“I live a life of appetite and, yes, that’s right, / I live a life of privilege in New York, / Eating buttered toast in bed with cunty fingers on Sunday morning. / Say that again? / I have a rule— / I never give to beggars in the street who hold their hands out.” Frederick Siedel’s brusqueness makes many readers uncomfortable, yet many others revere him for his “brave cunning.” Whichever side of the fence you fall on, this is an interesting take from Don Chiasson at The New Yorker.
“7 Awesome Ways Barnyard Animals Are Like Communism.” From McSweeneys, great literature retitled to boost website traffic.
Ultra-niche magazines operate a bit differently than their larger and more mainstream cousins. Magazines like Donkey Talk, which caters exclusively to donkey hobbyists, aim for tiny audiences of a few hundred to a few thousand readers. They also cultivate their own jargon — one magazine, The Mountain Astrologer, tosses the word “quincunx” around as casually as “email.”
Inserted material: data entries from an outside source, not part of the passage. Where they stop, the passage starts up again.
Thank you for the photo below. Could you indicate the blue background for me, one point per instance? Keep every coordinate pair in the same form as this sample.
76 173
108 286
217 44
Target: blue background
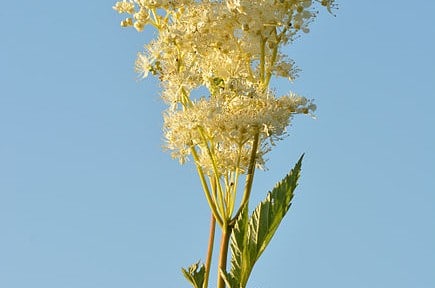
88 198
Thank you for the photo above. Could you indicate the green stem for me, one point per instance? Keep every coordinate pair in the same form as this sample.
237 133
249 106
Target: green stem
249 177
209 250
223 255
206 189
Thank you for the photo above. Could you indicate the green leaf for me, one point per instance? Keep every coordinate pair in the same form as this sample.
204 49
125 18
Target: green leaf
195 274
251 236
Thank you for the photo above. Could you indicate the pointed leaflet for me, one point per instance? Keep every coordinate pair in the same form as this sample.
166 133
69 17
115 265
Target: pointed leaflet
195 276
250 238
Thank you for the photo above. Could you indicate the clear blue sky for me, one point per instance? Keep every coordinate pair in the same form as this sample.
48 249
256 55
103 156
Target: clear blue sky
89 199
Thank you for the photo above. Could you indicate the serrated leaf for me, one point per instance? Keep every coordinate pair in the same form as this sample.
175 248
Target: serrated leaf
251 236
195 274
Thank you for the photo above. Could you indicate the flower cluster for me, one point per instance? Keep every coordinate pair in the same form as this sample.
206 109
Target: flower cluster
232 48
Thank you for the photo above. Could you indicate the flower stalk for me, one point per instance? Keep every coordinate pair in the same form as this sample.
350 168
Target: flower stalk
215 61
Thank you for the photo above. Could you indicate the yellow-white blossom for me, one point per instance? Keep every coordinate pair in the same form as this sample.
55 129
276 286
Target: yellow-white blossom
229 50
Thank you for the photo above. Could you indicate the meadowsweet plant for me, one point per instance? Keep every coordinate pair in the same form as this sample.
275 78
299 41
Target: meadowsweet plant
215 60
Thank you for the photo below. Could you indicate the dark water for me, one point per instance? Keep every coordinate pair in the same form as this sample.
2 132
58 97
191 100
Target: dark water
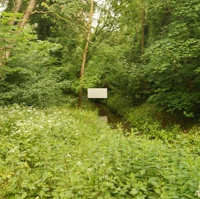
112 119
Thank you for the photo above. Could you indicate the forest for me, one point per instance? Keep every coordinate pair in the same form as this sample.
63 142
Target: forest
146 53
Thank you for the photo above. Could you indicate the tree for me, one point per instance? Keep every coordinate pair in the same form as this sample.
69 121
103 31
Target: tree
89 25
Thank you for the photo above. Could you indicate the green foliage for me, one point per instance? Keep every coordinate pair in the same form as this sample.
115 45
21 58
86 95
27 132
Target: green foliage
31 75
64 153
173 59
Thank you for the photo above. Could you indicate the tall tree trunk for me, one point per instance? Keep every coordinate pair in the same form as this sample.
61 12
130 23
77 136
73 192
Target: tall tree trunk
84 57
143 27
28 12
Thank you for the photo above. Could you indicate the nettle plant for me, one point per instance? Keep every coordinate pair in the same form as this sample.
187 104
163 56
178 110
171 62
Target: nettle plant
67 153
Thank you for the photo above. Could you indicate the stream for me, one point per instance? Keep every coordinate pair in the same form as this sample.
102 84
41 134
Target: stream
111 118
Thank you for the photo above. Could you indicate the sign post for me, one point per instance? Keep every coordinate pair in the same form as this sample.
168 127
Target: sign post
98 93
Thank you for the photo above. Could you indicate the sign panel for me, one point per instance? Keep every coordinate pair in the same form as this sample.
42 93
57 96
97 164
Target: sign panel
97 92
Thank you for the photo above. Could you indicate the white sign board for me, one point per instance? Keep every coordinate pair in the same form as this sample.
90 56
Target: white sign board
97 92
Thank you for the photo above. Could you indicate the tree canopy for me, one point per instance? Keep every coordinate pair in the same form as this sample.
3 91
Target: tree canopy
142 51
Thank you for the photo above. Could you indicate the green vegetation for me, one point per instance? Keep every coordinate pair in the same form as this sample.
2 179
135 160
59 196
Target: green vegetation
146 52
68 153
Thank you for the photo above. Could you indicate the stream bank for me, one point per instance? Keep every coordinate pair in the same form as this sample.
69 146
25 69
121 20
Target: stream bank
110 117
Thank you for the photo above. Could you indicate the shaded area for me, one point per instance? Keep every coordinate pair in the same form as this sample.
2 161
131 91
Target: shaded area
112 119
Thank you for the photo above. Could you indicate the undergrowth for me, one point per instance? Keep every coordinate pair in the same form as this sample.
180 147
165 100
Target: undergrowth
68 153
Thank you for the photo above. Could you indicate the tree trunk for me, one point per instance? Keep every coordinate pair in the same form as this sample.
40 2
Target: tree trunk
28 13
5 54
143 27
84 57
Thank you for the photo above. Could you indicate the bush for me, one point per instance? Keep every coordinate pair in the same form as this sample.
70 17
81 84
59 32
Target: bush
64 153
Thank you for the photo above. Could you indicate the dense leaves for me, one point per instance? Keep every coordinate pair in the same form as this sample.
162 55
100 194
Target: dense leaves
64 153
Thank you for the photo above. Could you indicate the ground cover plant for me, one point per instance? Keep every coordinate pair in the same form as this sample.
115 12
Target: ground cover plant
68 153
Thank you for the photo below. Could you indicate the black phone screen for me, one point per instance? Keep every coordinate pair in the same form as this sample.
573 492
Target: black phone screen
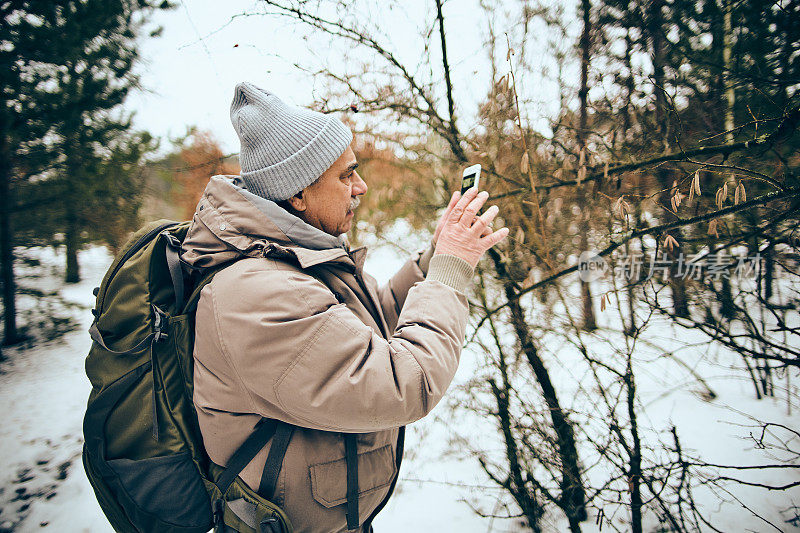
467 182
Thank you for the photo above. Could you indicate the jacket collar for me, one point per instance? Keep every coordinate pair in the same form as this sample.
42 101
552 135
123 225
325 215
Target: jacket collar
230 221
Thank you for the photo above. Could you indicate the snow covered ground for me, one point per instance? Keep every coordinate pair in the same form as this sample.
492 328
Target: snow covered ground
43 391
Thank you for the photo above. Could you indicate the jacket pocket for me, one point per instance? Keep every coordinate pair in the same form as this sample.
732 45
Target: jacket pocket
376 470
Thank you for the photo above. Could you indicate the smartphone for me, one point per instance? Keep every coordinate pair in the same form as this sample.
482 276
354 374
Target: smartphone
470 178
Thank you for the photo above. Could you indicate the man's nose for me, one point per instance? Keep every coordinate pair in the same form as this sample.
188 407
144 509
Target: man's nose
359 185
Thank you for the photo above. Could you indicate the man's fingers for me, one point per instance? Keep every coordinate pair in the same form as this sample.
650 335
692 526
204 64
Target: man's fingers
495 237
461 204
472 208
481 222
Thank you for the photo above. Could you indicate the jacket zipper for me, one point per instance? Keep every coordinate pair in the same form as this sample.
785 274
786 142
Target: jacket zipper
132 250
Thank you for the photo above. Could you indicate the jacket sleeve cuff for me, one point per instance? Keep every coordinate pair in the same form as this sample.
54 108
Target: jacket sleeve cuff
451 271
424 259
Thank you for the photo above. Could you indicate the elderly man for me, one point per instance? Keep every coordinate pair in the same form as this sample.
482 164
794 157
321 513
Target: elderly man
295 331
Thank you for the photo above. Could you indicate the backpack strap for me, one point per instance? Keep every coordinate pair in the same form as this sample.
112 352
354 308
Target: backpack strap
263 431
269 476
351 460
172 251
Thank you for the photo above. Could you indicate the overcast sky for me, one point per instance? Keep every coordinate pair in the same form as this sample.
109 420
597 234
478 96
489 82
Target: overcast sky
207 46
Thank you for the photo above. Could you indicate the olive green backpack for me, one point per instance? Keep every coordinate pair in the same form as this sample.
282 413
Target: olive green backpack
143 452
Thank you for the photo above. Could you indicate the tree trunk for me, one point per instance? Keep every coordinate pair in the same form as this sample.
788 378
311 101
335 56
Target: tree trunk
573 494
635 467
727 49
71 238
10 333
589 321
658 43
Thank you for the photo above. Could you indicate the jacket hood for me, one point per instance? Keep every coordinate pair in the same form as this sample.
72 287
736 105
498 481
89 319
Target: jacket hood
230 222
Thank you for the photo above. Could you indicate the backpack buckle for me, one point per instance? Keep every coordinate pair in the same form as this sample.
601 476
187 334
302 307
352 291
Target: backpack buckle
171 239
159 324
219 525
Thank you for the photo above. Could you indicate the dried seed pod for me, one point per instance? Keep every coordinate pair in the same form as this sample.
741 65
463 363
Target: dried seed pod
722 195
712 228
670 243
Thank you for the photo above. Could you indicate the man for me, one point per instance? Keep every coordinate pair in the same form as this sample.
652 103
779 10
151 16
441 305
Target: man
295 331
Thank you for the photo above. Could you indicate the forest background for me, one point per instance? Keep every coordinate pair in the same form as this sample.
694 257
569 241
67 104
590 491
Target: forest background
655 141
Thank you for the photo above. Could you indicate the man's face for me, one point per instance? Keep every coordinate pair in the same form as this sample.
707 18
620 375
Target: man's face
328 203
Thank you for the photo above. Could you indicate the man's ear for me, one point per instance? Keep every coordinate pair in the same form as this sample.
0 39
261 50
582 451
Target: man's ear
298 202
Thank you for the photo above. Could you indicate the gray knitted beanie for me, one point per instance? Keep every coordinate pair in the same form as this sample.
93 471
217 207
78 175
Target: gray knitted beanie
284 149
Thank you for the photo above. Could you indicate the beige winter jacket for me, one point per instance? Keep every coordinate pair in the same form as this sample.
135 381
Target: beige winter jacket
296 331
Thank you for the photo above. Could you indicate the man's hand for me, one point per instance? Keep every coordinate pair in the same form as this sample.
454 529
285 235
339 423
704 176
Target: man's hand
463 234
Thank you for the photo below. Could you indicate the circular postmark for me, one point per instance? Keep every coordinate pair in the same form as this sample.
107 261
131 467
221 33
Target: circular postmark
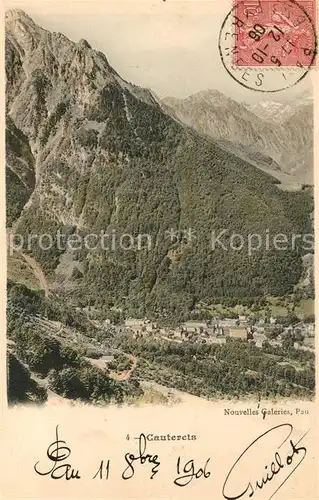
269 45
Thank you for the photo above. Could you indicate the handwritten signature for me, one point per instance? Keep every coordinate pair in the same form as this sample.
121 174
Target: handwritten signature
142 458
58 452
249 473
281 462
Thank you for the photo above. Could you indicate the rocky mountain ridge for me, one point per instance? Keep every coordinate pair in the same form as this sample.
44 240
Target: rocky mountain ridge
280 132
106 156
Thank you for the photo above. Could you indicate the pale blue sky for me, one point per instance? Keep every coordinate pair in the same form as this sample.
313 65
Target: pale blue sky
170 47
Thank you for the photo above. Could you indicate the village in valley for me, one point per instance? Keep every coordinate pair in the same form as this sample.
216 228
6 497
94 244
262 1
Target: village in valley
216 331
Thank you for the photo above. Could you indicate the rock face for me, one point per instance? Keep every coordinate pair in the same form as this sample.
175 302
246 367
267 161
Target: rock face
281 133
108 157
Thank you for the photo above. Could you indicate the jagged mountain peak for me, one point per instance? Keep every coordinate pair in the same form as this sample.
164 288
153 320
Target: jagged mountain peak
22 31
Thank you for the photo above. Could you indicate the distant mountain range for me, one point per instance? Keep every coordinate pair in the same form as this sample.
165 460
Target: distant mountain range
89 152
277 137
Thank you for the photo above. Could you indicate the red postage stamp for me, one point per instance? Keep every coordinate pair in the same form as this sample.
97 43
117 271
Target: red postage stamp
274 33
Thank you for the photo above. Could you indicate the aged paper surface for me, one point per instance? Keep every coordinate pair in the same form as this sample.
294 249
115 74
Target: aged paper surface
158 217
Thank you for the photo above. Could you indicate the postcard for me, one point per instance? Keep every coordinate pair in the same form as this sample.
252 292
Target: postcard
158 225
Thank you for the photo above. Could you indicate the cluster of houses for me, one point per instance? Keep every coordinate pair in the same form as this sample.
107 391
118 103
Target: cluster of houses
216 331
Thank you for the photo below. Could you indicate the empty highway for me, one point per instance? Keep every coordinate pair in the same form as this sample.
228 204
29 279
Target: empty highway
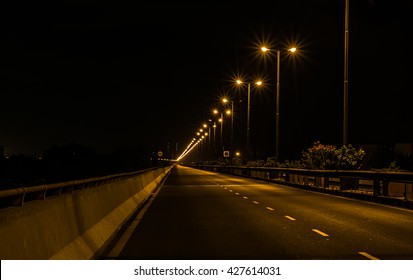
205 215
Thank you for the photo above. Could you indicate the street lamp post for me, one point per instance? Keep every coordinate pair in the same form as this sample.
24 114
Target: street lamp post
225 100
277 110
345 106
248 114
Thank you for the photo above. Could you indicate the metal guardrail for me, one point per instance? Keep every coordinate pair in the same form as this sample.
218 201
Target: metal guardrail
343 180
18 196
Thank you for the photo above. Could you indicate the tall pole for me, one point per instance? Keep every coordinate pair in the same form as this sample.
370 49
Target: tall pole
248 121
277 114
345 107
209 141
215 149
232 126
222 128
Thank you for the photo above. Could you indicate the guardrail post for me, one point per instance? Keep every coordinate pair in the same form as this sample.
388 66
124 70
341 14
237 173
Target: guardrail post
409 192
376 187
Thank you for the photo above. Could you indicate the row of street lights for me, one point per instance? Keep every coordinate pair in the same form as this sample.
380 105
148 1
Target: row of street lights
231 112
277 116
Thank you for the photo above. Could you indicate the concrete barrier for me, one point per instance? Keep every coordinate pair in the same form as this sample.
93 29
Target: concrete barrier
77 225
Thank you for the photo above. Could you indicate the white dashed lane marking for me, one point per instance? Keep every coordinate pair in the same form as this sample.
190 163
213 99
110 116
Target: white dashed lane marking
320 232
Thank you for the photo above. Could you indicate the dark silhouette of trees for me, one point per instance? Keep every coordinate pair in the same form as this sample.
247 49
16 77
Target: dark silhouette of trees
69 162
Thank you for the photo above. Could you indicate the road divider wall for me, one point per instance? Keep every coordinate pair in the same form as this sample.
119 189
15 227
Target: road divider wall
72 220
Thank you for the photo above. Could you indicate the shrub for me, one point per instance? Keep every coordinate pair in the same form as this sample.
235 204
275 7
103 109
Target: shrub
321 156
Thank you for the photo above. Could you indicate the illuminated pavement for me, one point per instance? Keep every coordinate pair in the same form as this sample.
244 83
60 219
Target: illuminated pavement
204 215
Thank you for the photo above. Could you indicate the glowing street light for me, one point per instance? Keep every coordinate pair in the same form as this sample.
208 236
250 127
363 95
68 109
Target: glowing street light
277 114
258 83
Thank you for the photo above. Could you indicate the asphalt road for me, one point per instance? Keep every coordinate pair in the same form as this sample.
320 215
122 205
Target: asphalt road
204 215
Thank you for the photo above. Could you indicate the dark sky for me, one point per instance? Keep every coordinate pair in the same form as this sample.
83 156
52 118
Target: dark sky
125 74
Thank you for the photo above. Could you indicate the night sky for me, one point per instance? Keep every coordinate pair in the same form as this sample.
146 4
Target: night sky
112 74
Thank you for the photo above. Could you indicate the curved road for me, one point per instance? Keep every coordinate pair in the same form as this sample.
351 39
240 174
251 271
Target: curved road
198 214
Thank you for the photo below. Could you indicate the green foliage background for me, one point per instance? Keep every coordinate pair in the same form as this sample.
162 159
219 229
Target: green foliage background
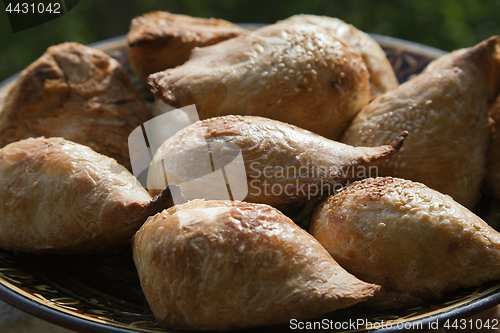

“Everywhere in the language of this collection is the deliberate and sustained glorification of the human. Long after his 11 months in what he calls the Lager (Auschwitz III), as a survivor, Primo Levi understands evil as not only banal but unworthy of our insight – even of our intelligence, for it reveals nothing interesting or compelling about itself.” Toni Morrison on The Complete Works of Primo Levi in The Guardian.